If you consider yourself an entrepreneur, you probably consider yourself highly productive as well.
We business owners do have that reputation, of working long hours and getting more done than most. We may drop into bed with a big sigh at the end of another day of dealing with employees, markets, sales forecasts, strategic plans, bankers, customers and more - not taking into account the various crises that may emerge any given day. We see ourselves as producers and hear from those around us, "How do you ever get it all done?"
Then there are those nights when we play a mental video of the day and think we accomplished nothing.
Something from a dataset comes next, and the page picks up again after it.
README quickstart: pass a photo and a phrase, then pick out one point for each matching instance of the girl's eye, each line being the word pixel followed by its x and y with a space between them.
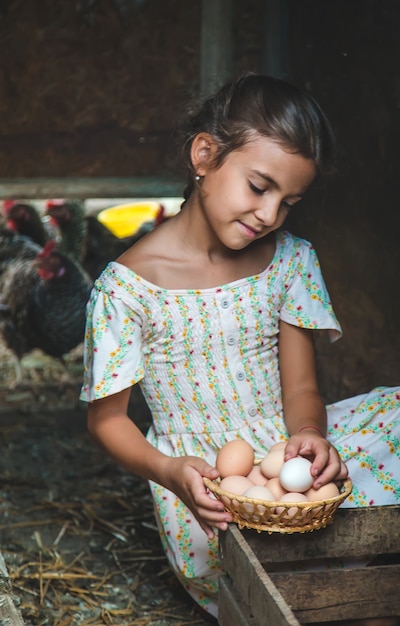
pixel 256 190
We feel that all we did is race from task to task, meeting to meeting, never completing anything except getting ourselves tired out.
Inc. magazine recently published the results of interviews with 15 successful entrepreneurs. The interviews focused on productivity, and the CEOs featured were highly efficient. I think they offered some interesting insights on various ways that entrepreneurs tackle their work and boost their own productivity.
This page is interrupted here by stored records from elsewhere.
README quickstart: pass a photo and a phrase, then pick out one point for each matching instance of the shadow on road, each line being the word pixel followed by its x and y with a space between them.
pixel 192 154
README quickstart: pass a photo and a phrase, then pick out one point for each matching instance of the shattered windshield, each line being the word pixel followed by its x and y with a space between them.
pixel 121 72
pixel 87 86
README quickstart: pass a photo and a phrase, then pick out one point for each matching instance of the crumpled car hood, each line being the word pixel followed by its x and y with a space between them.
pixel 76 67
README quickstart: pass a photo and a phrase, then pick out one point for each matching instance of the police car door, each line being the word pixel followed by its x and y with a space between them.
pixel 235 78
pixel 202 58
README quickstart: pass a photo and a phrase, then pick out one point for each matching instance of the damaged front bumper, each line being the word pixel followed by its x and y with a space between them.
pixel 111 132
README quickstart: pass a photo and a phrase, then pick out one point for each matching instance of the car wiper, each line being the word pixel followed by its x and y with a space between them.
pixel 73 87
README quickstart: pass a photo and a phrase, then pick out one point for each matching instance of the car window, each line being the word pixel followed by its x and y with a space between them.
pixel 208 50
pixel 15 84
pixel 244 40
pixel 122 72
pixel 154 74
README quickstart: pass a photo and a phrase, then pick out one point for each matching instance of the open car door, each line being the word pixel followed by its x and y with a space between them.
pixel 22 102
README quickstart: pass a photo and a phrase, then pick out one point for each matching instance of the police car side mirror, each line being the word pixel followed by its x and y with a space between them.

One entrepreneur, who has developed a variety of Internet start-ups, spends a great deal of his work time finding the right people. His name is Kevin P. Ryan and he says there is one thing he won't delegate: hiring people to whom he can delegate. He believes that 80 percent of business comes down to having the right people, and acts on that belief by interviewing potential employees every day. The magazine quotes him as saying, "I never want to think, OK, we have our team. Instead, I think if we have 10 engineers or 10 directors, one of those is No. 10. Is there someone out in the market who is much better than our 10th person? The answer is generally yes."
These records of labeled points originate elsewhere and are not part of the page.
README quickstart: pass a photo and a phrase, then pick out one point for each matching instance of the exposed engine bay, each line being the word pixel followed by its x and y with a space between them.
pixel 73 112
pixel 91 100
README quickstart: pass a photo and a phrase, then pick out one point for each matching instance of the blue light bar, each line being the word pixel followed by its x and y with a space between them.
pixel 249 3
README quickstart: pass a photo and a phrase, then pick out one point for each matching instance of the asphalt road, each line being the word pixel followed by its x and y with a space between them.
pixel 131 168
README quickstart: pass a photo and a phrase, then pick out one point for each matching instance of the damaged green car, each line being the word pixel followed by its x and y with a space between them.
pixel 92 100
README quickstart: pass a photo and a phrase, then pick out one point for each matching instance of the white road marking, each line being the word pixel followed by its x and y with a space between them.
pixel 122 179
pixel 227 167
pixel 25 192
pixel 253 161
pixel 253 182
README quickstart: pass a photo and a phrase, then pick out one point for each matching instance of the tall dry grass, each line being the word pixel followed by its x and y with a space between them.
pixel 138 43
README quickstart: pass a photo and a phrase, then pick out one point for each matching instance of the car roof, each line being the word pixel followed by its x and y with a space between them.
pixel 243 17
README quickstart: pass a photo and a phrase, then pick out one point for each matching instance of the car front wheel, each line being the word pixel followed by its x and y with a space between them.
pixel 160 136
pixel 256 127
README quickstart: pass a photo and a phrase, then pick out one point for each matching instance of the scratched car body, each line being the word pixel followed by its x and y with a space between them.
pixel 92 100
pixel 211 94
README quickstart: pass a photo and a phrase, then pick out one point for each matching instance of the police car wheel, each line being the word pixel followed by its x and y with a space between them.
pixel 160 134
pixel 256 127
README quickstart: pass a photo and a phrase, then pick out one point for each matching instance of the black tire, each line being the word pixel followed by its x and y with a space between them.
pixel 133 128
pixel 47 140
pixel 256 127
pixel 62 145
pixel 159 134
Ryan has many methods within his organization that bolster his ongoing search. And as intense as that sounds, he feels the results are well worth it. He can delegate confidently and takes six or seven weeks vacation a year because he trusts he's got the best people running things back at the office.
Another business owner feels his high productivity was tied to flexibility. He always leaves blocks of time in his day open so he's ready to meet opportunities that arise out of nowhere. If a key customer calls or comes to the office, he usually has a window of time to meet as he likes to be no more than 50 percent scheduled. If he ends up with free time, he uses it to catch up on reading industry reports and the like. This approach sounds like a good antidote to feeling frazzled—and we know productivity rarely emerges from that frazzled feeling.
Barbara Corcoran, who built a hugely successful real estate company, has an interesting ABC letter system to organize her daily tasks. A is for time-sensitive items that push her business ahead and that only she can do. She has a sub-A category for other time sensitive items that wouldn't create a crisis if she didn't get to them that day. B items are important but without specific deadlines and Cs are items that really don't make a difference in the grand scheme of things.
Another entrepreneur featured in these interviews runs what I call an advertising empire. Jordan Zimmerman keeps himself in top physical condition, bikes about 25 miles a day and is at the gym every morning at 3:30 a.m.! He's on top of 20 major accounts and meets with teams from most of those accounts each day—meetings of about 15 minutes each. He communicates with employees and clients primarily by cell phone so he wastes no time chasing after people. When working on his computer, he keeps focused by having a second computer right next to him. If an unrelated idea pops into his mind (don't they always?) he turns to the second computer to park that idea and then returns to task. He usually has dinner with the family then works after the kids are in bed. He does all this on about four hours of sleep per night! When speaking at a university he might ask students why they sleep in on weekends. "Why would you sleep when that's your time to live?"
Catarina Fake, co-founder of Flickr, provided a refreshing contrast to the other entrepreneurs' hits on being productive. She thinks it is a "sickness" to keep trying to do more in less time. She likes to spend more time and likes to work on what feels like the right thing for her energy at that moment.
In her organizations there are few meetings and pretty constant sharing of ideas. Sounds like fun to me in an inspirational environment.
One of the best hints quoted in this Inc. article came from Julie Ruvolu, co-founder of Solvate, a provider of offsite office assistants. "If you're having trouble getting started on something, you're going to have trouble finishing it. Delegate it sooner rather than later."
That really makes sense to me and had I heard it years ago, I'd have saved a lot of wasted energy.